The textbook describes the results as follows.
The results indicated that he was seen as more hostile – and more negative overall – by participants who had earlier been primed by words designed to activate stereotypes of blacks (words such as jazz, its’ important to note, that are not otherwise connected to the concept of hostility). Most important, this result was found equally for prejudiced and non-prejudiced participants.
The sample consisted of 78 White subjects in the judgment condition (p. 11)
The description of the priming words in the textbook leaves out that derogatory, racists terms were included in the list of primes.
Replication 1 primes included the following: nigger, poor, afro, jazz, slavery, musical, Harlem, busing, minority, oppressed, athletic, and prejudice. Replication 2 primes included the following: Negroes, lazy, Blacks, blues,
rhythm, Africa, stereotype, ghetto, welfare, basketball, unemployed,
and plantation (p. 10).
The textbook also does not describe the conditions accurately. Rather than comparing 100% to 0% words related to African Americans, the lists included 80% or 20% stereotypic and racists stimuli. Thus, even participants in the control condition were primed, but less often.
The mean ratings were submitted to a mixed-model ANOVA, with prejudice level (high vs. low), priming (20% vs. 80%), and replication (1 vs. 2) as between-subjects variables and scale (hostility related vs. hostility unrelated) as a within-subjects variable. The analysis revealed that the Priming X Scale interaction was significant, F(1, 70) = 5.04, p < .03 (p. 11).
The description of the results makes it impossible to compute a standardized effect size (standard deviations are not reported). The p-value is just significant and published results with p-values close to .05 often do not replicate (Open Science Collaboration, 2015).
Moreover, the results do not show that high-prejudice and low-prejudice participants independently show the effect. In fact, it is unlikely that follow-up tests would be significant because the overall effect is just significant, and power to get significant results decreases when each group is tested individually.
The analysis on hostility-related scales revealed only a significant priming main effect, F(l, 70) = 7.59, p < .008. The Prejudice Level x Priming interaction was nonsignificant, F(l, 70) = 1.19, p = .28.

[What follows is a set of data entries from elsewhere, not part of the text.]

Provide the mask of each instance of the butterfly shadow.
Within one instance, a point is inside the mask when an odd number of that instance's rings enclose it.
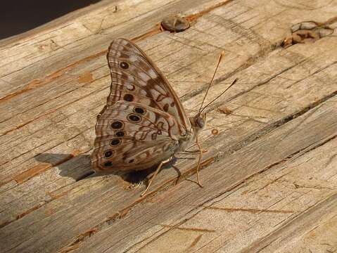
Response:
[[[44,164],[49,164],[52,167],[57,167],[60,171],[59,175],[74,179],[76,181],[84,179],[102,176],[106,175],[117,175],[122,180],[132,184],[139,183],[148,181],[151,174],[155,171],[157,165],[144,170],[121,174],[120,172],[95,172],[91,167],[91,158],[89,155],[80,155],[74,157],[72,154],[39,153],[35,156],[35,160]],[[172,159],[162,167],[162,170],[172,169],[176,170],[178,176],[181,173],[173,164],[177,158]]]

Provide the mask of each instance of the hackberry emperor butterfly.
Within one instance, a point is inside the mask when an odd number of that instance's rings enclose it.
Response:
[[[197,141],[206,115],[201,107],[188,117],[167,80],[132,42],[115,39],[107,58],[112,83],[97,116],[92,169],[129,172],[159,164],[147,190],[164,163]]]

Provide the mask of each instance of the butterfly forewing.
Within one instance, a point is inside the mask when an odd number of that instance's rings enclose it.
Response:
[[[157,67],[136,45],[114,40],[108,52],[110,93],[97,117],[96,171],[145,169],[170,158],[191,123]]]
[[[111,92],[107,104],[140,103],[167,112],[185,129],[190,122],[173,89],[142,51],[125,39],[115,39],[108,52]]]

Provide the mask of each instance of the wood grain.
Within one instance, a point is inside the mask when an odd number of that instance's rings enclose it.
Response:
[[[281,46],[296,23],[335,28],[336,11],[336,1],[103,1],[0,41],[0,251],[336,250],[336,32]],[[178,12],[191,27],[160,31]],[[193,155],[141,198],[144,182],[87,176],[118,37],[191,115],[225,51],[207,100],[239,81],[208,109],[203,188]]]

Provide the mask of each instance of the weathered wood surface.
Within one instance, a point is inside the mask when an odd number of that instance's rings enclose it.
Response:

Devine also makes the mistake to interpret a non-significant result as evidence for the absence of an effect. That is, the interaction between prejudice levels and priming was not significant, p = .28. This finding is used to support the claim that both groups show the same priming effect. However, an alternative explanation is that there is a difference between the groups, but the statistical test failed to show it (a false negative result or a type-II error). Again, to demonstrate that low-prejudice subjects were influenced by the priming manipulation, it would have been better to test the priming effect in the low-prejudice group alone. This was not done. To make matters worse, means are not reported separately for each group, so that it is impossible to test this hypothesis post-hoc. As a result, the article provides no empirical evidence for the claim that low-prejudice individuals’ responses were influenced by subliminal activation of stereotypes.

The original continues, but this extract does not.